The Archive users list is at the bottom of the scrolling section of the Clients window. To allow users on the client system to perform manual archives and file grooming, enter their user names into the Archive users list. If no user names appear in the Archive users list, the client machine will be able to participate in scheduled archives, but individual users will not be able to archive files.

Using Archive Save Sets

Archive save sets are similar to backup save sets. The principal difference is that archive save sets have no expiration date. Also, archives are always complete: there are no backup levels or incremental saves.


Note: Archives are not recorded in the online file index, so they are not affected by the browse policy. The lack of associated indexes helps conserve disk space.

nsrretrieve (the retrieve program) is similar to the NetWorker nwrecover program, except that it works with archive save sets instead of backup save sets. Since archived files and directories are not recorded in the online index, the graphical user interface for retrieve is based on save sets, rather than on a directory hierarchy.

Users on the NetWorker administrator list have permission to configure archives. These users, and users registered on the Archive users list in the Clients window, have permission to use the archiving and retrieval facilities.

Anyone can browse archive save sets—that is, look at information in the media database. However, you can retrieve only files that you own, unless you are superuser, in which case you can retrieve anyone's files.


Tip: To overwrite an archive tape, first make sure nobody will ever need the data again. Then relabel the volume as you would a backup volume; see “Labeling Backup Volumes” in Chapter 7.


Creating New Volume Pools for Archiving

NetWorker contains two preconfigured volume pools for use with archiving: Archive and Archive Clone. If you want to create a new volume pool for archives, follow these steps:

  1. Choose “Pools” from the Media menu.

  2. Click the Create button in the Pools window.

  3. Fill out all the fields according to your needs.


    Note: Make sure the Store index entries field is set to No. This feature distinguishes archive pools from backup pools.


  4. Click the Apply button to activate the new volume pool.

When you schedule a new archive request, you can use the new archive volume pool you have created. If you choose to clone archive data (as explained in “Cloning an Archive,” later in this chapter), you should also create a new archive clone pool.

Scheduling and Monitoring Archive Requests

This section explains

  • scheduling an archive request

  • starting or disabling an archive request

  • viewing the progress of the current archive request

  • verifying data on an archive volume

  • cloning an archive

Scheduling an Archive Request

To schedule an archive on a one-time basis, choose “Archive Request” from the Customize menu.

The Archive Request window appears, as shown in Figure 10-4.

Figure 10-4. Archive Request Window, Expanded View


Use the features of the Archive Request window as follows:

Archive Request list  


View a list of archives that someone has previously requested on this server. You can add new archive requests and delete old ones using the Create and Delete buttons.

scrolling panel  


View the name of the selected archive. Use fields in this panel as follows:

  • Annotation: Enter a comment of 1024 characters or less that you provide for this archive request.

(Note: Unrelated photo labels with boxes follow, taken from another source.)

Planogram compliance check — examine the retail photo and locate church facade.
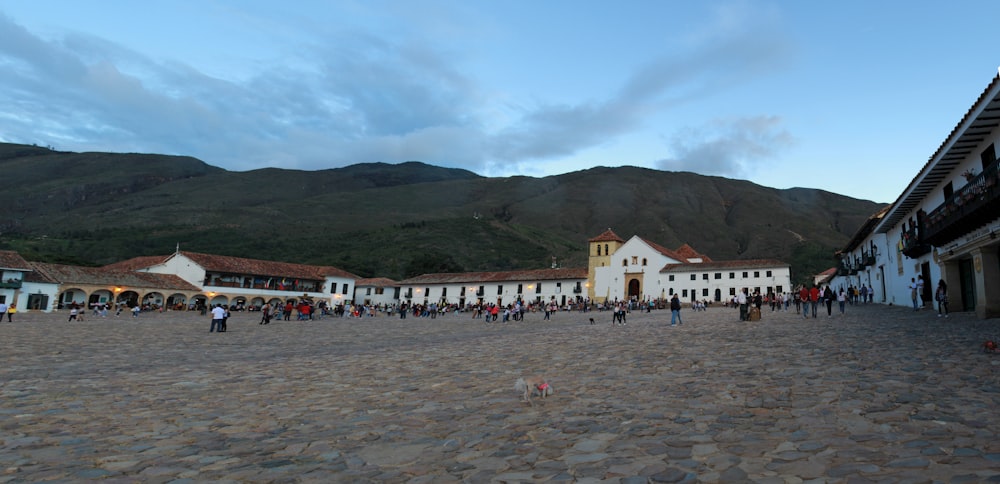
[586,229,793,302]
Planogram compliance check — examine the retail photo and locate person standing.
[670,293,684,326]
[917,275,933,309]
[736,287,750,321]
[934,279,948,318]
[208,304,226,333]
[809,283,819,319]
[260,304,271,324]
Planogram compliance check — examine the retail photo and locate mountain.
[0,143,880,281]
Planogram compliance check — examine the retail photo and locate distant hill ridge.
[0,143,881,280]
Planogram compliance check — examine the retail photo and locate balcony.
[924,161,1000,247]
[902,228,931,259]
[0,279,21,289]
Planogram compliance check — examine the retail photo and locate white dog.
[514,376,553,407]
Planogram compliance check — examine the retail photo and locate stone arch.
[142,291,167,309]
[628,279,642,299]
[166,292,187,311]
[115,291,139,308]
[56,287,87,308]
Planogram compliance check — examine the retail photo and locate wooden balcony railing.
[923,161,1000,247]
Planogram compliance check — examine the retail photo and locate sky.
[0,0,1000,203]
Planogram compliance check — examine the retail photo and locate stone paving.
[0,305,1000,483]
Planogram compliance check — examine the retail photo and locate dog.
[514,376,553,407]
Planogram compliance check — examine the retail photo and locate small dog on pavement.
[514,376,552,407]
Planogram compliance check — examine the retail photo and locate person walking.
[736,288,750,321]
[809,284,819,319]
[917,275,934,309]
[670,293,684,326]
[934,279,948,318]
[208,304,226,333]
[260,304,271,324]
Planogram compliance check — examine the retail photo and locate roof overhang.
[874,74,1000,233]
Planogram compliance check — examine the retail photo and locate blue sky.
[0,0,1000,202]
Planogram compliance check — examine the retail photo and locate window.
[979,143,997,170]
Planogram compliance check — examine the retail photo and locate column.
[971,246,1000,319]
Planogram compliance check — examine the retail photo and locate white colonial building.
[586,229,792,302]
[399,269,587,307]
[105,250,358,307]
[354,277,399,307]
[831,68,1000,318]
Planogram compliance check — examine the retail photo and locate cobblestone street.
[0,305,1000,483]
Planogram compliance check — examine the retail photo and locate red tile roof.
[30,262,200,291]
[660,259,788,272]
[675,244,712,262]
[354,277,399,287]
[103,255,170,271]
[178,251,358,280]
[399,269,587,285]
[0,250,31,271]
[587,228,625,244]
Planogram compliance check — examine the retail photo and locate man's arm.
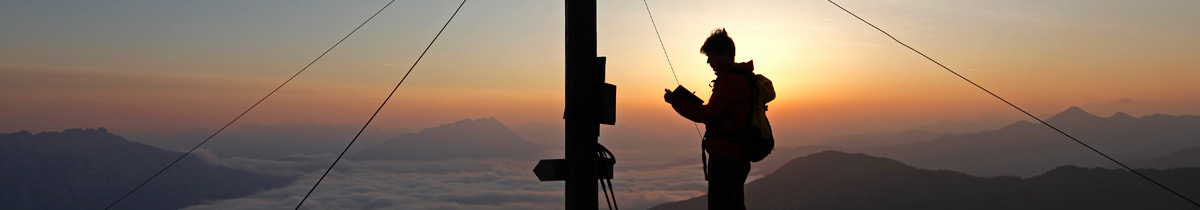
[671,74,750,124]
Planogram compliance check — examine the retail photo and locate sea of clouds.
[186,155,706,210]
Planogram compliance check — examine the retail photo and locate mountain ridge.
[652,150,1200,210]
[0,128,292,209]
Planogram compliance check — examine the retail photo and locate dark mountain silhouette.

  • Status: “Start now” means archiving begins when you click the Apply button; “Start later” means it begins as indicated in the Start time field. After archive runs, neither is selected.

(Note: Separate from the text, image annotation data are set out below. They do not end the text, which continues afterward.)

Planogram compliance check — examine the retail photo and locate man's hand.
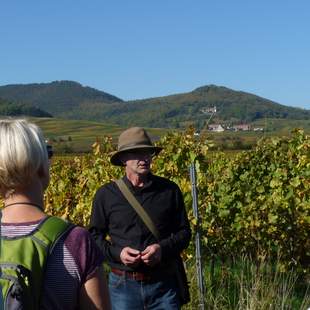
[141,243,161,267]
[120,247,141,267]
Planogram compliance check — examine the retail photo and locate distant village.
[208,124,264,132]
[195,107,264,135]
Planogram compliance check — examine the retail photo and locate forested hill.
[0,98,52,117]
[0,81,122,116]
[0,81,310,128]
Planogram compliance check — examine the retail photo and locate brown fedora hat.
[110,127,162,166]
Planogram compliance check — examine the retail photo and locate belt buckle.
[131,271,141,281]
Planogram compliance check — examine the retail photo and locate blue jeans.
[109,272,181,310]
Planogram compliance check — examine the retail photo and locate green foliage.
[0,98,52,117]
[46,129,310,272]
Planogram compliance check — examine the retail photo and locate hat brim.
[110,145,163,166]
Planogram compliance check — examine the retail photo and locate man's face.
[122,149,154,175]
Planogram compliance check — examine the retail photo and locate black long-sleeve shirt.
[90,174,191,271]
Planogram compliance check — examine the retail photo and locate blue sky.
[0,0,310,109]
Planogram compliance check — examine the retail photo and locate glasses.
[46,144,54,159]
[128,149,156,158]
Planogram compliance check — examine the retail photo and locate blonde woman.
[0,119,110,310]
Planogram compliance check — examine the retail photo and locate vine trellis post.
[189,163,205,310]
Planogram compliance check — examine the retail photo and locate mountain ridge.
[0,81,310,128]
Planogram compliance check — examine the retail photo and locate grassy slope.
[26,118,310,152]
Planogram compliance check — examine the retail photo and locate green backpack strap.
[31,216,75,254]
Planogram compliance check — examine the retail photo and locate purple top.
[1,220,103,310]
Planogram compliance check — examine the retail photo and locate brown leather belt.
[111,268,154,281]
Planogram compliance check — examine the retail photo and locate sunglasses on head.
[46,144,54,159]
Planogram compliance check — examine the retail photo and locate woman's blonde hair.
[0,119,48,196]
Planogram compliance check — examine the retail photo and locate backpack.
[0,216,74,310]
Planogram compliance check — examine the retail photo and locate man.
[90,127,191,310]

  • Start time: Enter the time to begin, using a 24-hour clock.

  • Client field: Enter the archive client's hostname. For the server to archive itself, the client should be the same as the server.

  • Save set: Enter pathnames of directories or files to archive.

  • Directive: As in the Clients window, select the directive, usually Unix standard or Unix with compression.

  • Archive pool: Enter the volume pool to which archives should be sorted. You should usually set this to Archive.

  • Verify buttons: Indicate whether or not to automatically check the integrity of data archived on tape.

  • Clone buttons: Indicate whether or not to automatically clone the archive volumes for extra security.


    Note: If you enable cloning, you should also set the Archive clone pool, usually to Archive Clone.


  • Grooming buttons: Indicate whether or not client files and directories should be removed after archiving is complete.

  • Archive completion field: If desired, enter a command to execute after archiving is complete.

Starting or Disabling an Archive Request

To start an archive immediately, or disable a scheduled archive, choose “Archive Request Control” from the Server menu. The Archive Request Control window appears, as shown in Figure 10-5.

Figure 10-5. Archive Request Control Window


Use features of this window as follows:

Archive list 

View archive requests; the most recently run archive request is initially highlighted. To see details about when this archive completed and how successfully it ran, click the Details button.

If you want details about, or control over, a different archive request, select the one you want from the Archive list.

Start button 

Click to initiate an archive request immediately. This action has the same effect as selecting a status of Start now for that archive request in the Archive List window.

Schedule button 

Click to reschedule an archive request; enter a new starting time. This action has the same effect as selecting Start later and specifying a new Start time in the Archive List window.

Disable button 

Click to disable an archive request that you scheduled here or in the Archive List window.

Stop button 

Click to halt an archive in progress.

Viewing the Progress of the Current Archive Request

To see the progress of a recent archive (the one currently selected), click the Details button in the Archive Request Control window. The Archive Request Details window appears, as shown in Figure 10-6.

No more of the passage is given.